I don't understand your ideological point. The editable representation has no bearing whatsoever on the storage representation of a program. There is nothing preventing you from having a visual programming environment where everything is just ASCII text under the hood.


Exactly. With Flowhub we're persisting the graphs as JSON, but there is a way to convert them to a human-readable/writable DSL:

https://github.com/flowbased/fbp

We even have a tool that you can connect to your repositories and will post diffs of the graphs in FBP DSL as pull request comments:

https://github.com/jonnor/fbp-diffbot


In theory it would be possible to have a visual programming language that had a readable stored representation with meaningful diff/merge/blame.
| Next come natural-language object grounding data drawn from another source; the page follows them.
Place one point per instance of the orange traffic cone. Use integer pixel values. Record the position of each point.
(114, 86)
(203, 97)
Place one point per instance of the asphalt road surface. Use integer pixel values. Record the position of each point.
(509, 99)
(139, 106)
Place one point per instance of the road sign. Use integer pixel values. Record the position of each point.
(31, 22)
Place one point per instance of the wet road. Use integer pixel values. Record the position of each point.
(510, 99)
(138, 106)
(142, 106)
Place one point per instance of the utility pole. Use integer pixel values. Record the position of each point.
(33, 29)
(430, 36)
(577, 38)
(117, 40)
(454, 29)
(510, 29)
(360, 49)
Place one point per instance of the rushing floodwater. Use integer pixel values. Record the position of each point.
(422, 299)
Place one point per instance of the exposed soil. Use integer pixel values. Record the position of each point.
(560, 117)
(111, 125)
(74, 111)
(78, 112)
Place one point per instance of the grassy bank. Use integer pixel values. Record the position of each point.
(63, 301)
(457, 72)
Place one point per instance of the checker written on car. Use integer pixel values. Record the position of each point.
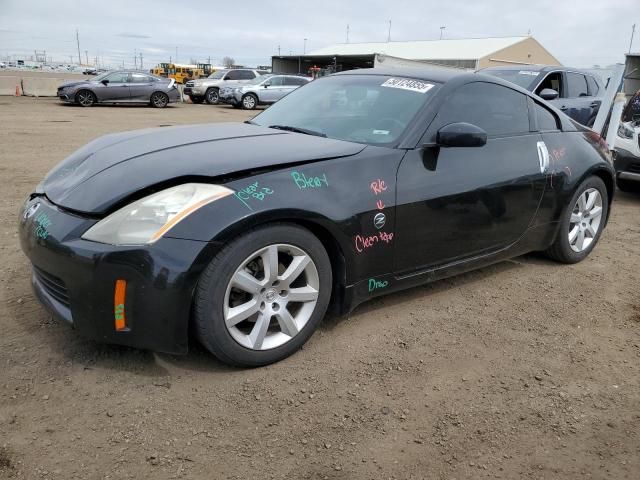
(263, 90)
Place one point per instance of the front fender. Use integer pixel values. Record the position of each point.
(333, 197)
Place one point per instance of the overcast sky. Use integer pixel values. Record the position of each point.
(578, 33)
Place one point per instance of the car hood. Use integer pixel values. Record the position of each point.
(106, 171)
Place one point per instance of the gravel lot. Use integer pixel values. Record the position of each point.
(526, 369)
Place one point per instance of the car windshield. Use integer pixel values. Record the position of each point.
(371, 109)
(100, 77)
(523, 78)
(259, 79)
(218, 75)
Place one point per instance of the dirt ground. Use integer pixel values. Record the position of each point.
(527, 369)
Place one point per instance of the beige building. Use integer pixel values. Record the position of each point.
(468, 53)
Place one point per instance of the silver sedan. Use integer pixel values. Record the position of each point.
(122, 86)
(264, 90)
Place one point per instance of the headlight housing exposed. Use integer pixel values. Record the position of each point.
(624, 131)
(148, 219)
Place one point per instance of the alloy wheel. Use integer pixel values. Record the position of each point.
(85, 98)
(249, 102)
(159, 100)
(585, 221)
(271, 297)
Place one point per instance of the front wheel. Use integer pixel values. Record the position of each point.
(85, 98)
(249, 101)
(263, 295)
(582, 222)
(212, 96)
(159, 100)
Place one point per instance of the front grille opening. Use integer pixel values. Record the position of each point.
(53, 285)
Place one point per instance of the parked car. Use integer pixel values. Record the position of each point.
(577, 93)
(247, 231)
(207, 89)
(120, 86)
(263, 90)
(627, 147)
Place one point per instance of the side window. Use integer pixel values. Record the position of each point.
(294, 81)
(546, 120)
(576, 85)
(553, 81)
(593, 86)
(118, 77)
(140, 78)
(496, 109)
(276, 81)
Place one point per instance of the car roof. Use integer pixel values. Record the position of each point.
(440, 75)
(538, 68)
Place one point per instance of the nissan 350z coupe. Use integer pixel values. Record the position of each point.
(353, 186)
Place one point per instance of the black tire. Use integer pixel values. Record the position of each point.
(212, 286)
(85, 98)
(212, 96)
(249, 101)
(628, 185)
(561, 250)
(159, 100)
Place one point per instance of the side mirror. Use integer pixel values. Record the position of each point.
(549, 94)
(461, 135)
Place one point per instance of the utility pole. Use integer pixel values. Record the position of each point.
(78, 43)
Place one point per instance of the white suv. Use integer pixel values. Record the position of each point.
(209, 88)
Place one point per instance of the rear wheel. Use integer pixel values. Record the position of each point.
(263, 295)
(582, 222)
(159, 99)
(249, 101)
(212, 96)
(85, 98)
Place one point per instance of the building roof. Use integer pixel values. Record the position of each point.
(454, 49)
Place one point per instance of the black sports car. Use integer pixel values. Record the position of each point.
(355, 185)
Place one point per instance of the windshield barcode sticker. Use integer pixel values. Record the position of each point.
(406, 84)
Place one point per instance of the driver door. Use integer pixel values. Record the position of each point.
(456, 203)
(116, 89)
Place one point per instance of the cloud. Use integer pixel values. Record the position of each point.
(132, 35)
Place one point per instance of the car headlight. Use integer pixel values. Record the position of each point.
(148, 219)
(624, 131)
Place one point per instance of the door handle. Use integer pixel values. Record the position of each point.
(543, 157)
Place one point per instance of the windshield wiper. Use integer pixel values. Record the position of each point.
(306, 131)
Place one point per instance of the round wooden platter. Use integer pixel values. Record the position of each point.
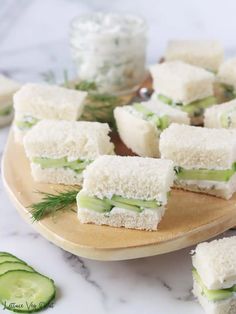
(190, 217)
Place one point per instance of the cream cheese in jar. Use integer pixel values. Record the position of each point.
(109, 50)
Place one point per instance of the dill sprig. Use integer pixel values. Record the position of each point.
(51, 203)
(86, 86)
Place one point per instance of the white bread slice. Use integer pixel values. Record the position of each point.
(212, 116)
(195, 147)
(71, 139)
(215, 262)
(120, 217)
(227, 306)
(139, 135)
(143, 137)
(129, 177)
(5, 120)
(220, 189)
(207, 54)
(48, 102)
(55, 175)
(182, 82)
(227, 72)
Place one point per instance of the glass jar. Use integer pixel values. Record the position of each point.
(110, 50)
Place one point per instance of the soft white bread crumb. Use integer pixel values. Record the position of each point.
(212, 116)
(195, 147)
(207, 54)
(120, 217)
(215, 263)
(182, 82)
(217, 188)
(129, 177)
(71, 139)
(143, 137)
(55, 175)
(227, 72)
(7, 88)
(139, 135)
(227, 306)
(49, 102)
(5, 120)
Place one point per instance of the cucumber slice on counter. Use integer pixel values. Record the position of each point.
(6, 253)
(10, 258)
(27, 291)
(5, 267)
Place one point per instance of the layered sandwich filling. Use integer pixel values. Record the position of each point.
(213, 295)
(76, 165)
(161, 122)
(195, 108)
(26, 123)
(105, 205)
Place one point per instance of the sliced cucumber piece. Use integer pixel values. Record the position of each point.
(6, 253)
(140, 203)
(212, 295)
(205, 174)
(125, 206)
(10, 258)
(77, 165)
(5, 267)
(93, 203)
(27, 291)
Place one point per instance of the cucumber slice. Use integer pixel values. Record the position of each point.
(139, 203)
(212, 295)
(5, 267)
(93, 203)
(25, 292)
(6, 253)
(126, 206)
(10, 258)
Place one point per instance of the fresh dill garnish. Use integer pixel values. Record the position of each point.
(86, 86)
(51, 203)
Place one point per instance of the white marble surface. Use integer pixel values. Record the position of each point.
(33, 41)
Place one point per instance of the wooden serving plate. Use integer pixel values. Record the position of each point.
(189, 219)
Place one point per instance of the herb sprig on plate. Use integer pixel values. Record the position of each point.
(51, 203)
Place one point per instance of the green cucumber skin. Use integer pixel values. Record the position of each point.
(77, 165)
(212, 295)
(45, 305)
(10, 258)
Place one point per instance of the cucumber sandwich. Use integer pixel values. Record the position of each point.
(7, 88)
(227, 78)
(185, 87)
(214, 275)
(59, 151)
(34, 102)
(139, 125)
(205, 159)
(128, 192)
(207, 54)
(221, 116)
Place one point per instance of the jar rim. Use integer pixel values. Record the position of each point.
(140, 25)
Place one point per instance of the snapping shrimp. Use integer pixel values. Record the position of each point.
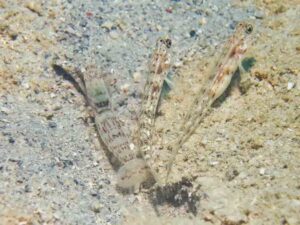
(229, 61)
But in practice I've never seen one.


DRAKON represents programs as flowcharts, and there's no reason why the underlying representation couldn't just be C, Python, or some other imperative language, and there's no reason why C or Python originally written in vi couldn't be represented in DRAKON.

I'm not a fan of flowcharts but DRAKON is of historical significance. The same would apply to GRAIL.
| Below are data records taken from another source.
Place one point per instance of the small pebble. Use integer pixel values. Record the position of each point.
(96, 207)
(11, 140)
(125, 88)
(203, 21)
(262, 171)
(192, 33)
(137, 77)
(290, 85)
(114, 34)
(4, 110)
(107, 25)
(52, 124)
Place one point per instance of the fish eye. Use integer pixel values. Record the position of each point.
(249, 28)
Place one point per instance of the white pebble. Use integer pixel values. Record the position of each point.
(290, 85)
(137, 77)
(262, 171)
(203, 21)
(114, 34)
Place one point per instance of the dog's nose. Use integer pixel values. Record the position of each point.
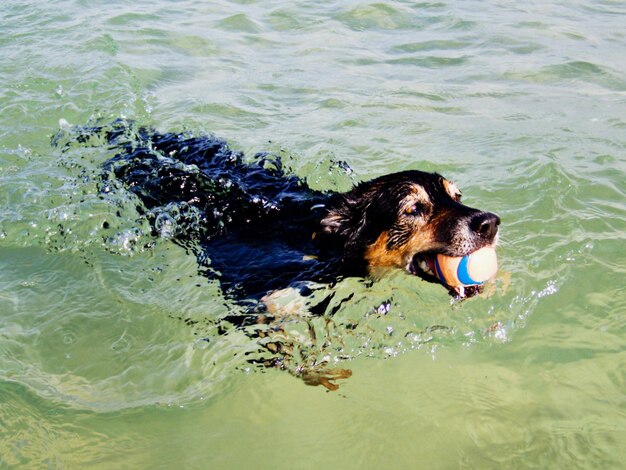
(485, 225)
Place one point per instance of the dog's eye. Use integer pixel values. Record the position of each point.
(414, 210)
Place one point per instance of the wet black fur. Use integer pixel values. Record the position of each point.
(255, 227)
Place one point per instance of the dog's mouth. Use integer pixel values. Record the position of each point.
(423, 266)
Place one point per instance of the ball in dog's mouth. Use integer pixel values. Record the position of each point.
(463, 275)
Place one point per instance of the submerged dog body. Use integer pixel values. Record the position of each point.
(259, 229)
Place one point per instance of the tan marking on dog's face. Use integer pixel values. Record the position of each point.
(377, 254)
(452, 189)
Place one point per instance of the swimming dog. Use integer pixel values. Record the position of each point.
(260, 230)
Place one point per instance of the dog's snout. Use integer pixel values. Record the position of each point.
(485, 225)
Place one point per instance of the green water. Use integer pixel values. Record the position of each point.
(522, 104)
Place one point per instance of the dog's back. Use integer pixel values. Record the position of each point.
(249, 222)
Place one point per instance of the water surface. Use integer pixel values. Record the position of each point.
(109, 356)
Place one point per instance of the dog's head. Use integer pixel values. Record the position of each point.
(404, 219)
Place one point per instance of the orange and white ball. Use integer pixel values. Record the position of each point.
(471, 270)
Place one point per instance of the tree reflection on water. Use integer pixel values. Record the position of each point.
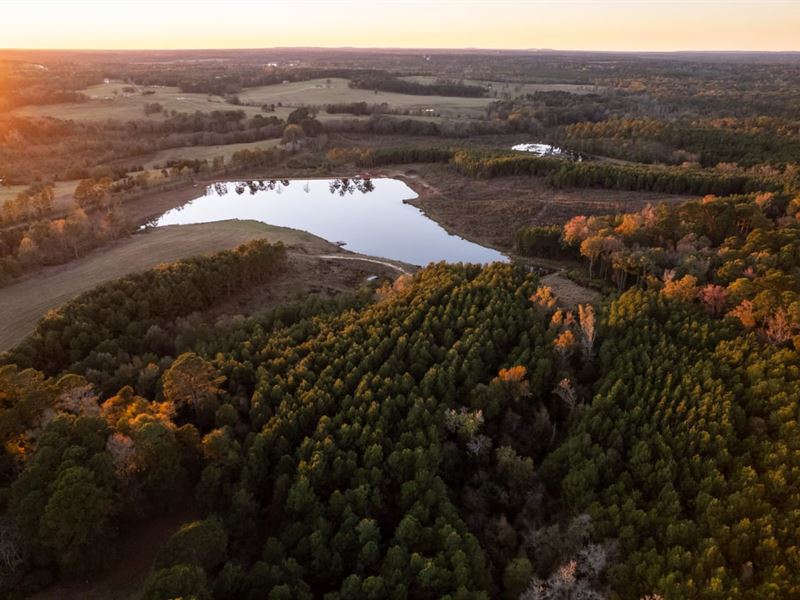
(344, 185)
(341, 186)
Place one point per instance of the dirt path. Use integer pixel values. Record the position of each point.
(569, 293)
(366, 259)
(125, 578)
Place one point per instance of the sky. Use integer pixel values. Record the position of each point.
(629, 25)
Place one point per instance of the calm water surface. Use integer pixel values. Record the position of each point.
(368, 215)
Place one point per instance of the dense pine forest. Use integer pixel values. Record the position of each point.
(459, 431)
(453, 434)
Other imperative visual programming languages such as Scratch could also be stored in a form resembling a textual imperative language. In other words, the visual element is largely "syntactic sugar".
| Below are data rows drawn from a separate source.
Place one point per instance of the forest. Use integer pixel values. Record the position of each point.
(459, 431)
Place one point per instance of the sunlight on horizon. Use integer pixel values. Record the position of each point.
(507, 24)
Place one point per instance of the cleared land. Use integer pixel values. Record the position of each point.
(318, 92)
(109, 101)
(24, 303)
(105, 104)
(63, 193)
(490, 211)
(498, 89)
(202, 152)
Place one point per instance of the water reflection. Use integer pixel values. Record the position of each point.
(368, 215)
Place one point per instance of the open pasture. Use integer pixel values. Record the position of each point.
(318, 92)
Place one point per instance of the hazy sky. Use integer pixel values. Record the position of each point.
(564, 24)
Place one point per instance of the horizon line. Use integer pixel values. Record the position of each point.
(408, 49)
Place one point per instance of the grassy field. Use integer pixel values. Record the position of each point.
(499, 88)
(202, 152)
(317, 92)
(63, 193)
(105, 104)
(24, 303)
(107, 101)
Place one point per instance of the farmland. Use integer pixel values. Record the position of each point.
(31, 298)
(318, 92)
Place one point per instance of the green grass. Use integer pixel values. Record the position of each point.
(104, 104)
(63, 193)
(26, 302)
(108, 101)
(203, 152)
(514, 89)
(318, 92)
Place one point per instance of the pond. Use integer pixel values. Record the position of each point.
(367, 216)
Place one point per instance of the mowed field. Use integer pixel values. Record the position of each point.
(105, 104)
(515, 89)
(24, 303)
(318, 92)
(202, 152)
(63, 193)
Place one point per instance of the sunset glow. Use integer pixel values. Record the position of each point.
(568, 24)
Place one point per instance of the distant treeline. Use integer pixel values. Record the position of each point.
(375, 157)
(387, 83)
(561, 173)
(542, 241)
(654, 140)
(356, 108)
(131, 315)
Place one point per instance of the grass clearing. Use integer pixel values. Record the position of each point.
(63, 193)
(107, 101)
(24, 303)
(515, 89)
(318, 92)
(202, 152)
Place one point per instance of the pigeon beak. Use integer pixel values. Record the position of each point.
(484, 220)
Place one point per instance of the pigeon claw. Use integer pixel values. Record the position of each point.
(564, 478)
Dataflow programs can also be stored as text rather than binary, but due to the nature of dataflow, this would be inconvenient to program directly in. This is because dataflow programs are graphs with only a partial order rather than ordered lists like programs in C or Lisp. This means that visual dataflow languages, such as LabVIEW and my own Full Metal Jacket (http://web.onetel.com/~hibou/fmj/FMJ.html) aren't simply syntactic sugar.

There are textual dataflow languages such as SISAL, but these require a compilation step before code is actually dataflow.

You should not be surprised to find that version control systems designed for text in which lines of code are executed sequentially by default is less useful for stored visual dataflow programs. You could still use diff/merge on the stored representation at the function level, but not easily at the line level, because the visual representation doesn't have lines of text and the order might change arbitrarily from version to version.

This is why visual dataflow programs need a visual equivalent of diff/merge, e.g. clicking on arrows to show the order in which changes were made to the graph instead of diff. Work is being done on this, e.g. Austin Henley's Yestercode (for LabVIEW), reviewed here: http://www.felienne.com/archives/5210


In fact, that's literally what every GUI is. The graphics system just represents ascii characters. Hell, even a terminal is basically the same thing!


Actually, I'd be totally cool with that, and there are a few pieces of software that do it. But it's not all that common.


How does a visual programming environment prevent an ASCII text representation? Counter example: Data flow programming, or even SVG diagrams. I can't think of an exact analog, but I'd be willing to bet there is a textual VPL out there. Sure you need a tool to support conversion to a GUI, it's a different way to think!


The ResolverOne spreadsheet was a normal spreadsheet program that wrote Python code under the hood. You could then add unit tests and validate your spreadsheet calculations. The company was sold but this web version https://github.com/pythonanywhere/dirigible-spreadsheet remains and is open sourced.

I also remember a project management tool that similarly wrote Python code under the hood. And then there is the Talend Data Integration toolkit which writes and compiles Java under the hood. There is a lot of this stuff kicking around these days if you care to hunt for it.

However I think that workflow systems like Apache Taverna and jBPMN are more useful. You still write chunks of code but the framework glues it all together in a flexible manageable way instead of creating a Big Ball of Mud.


It can, and I'd be fine with that. It's just that they don't, for the most part.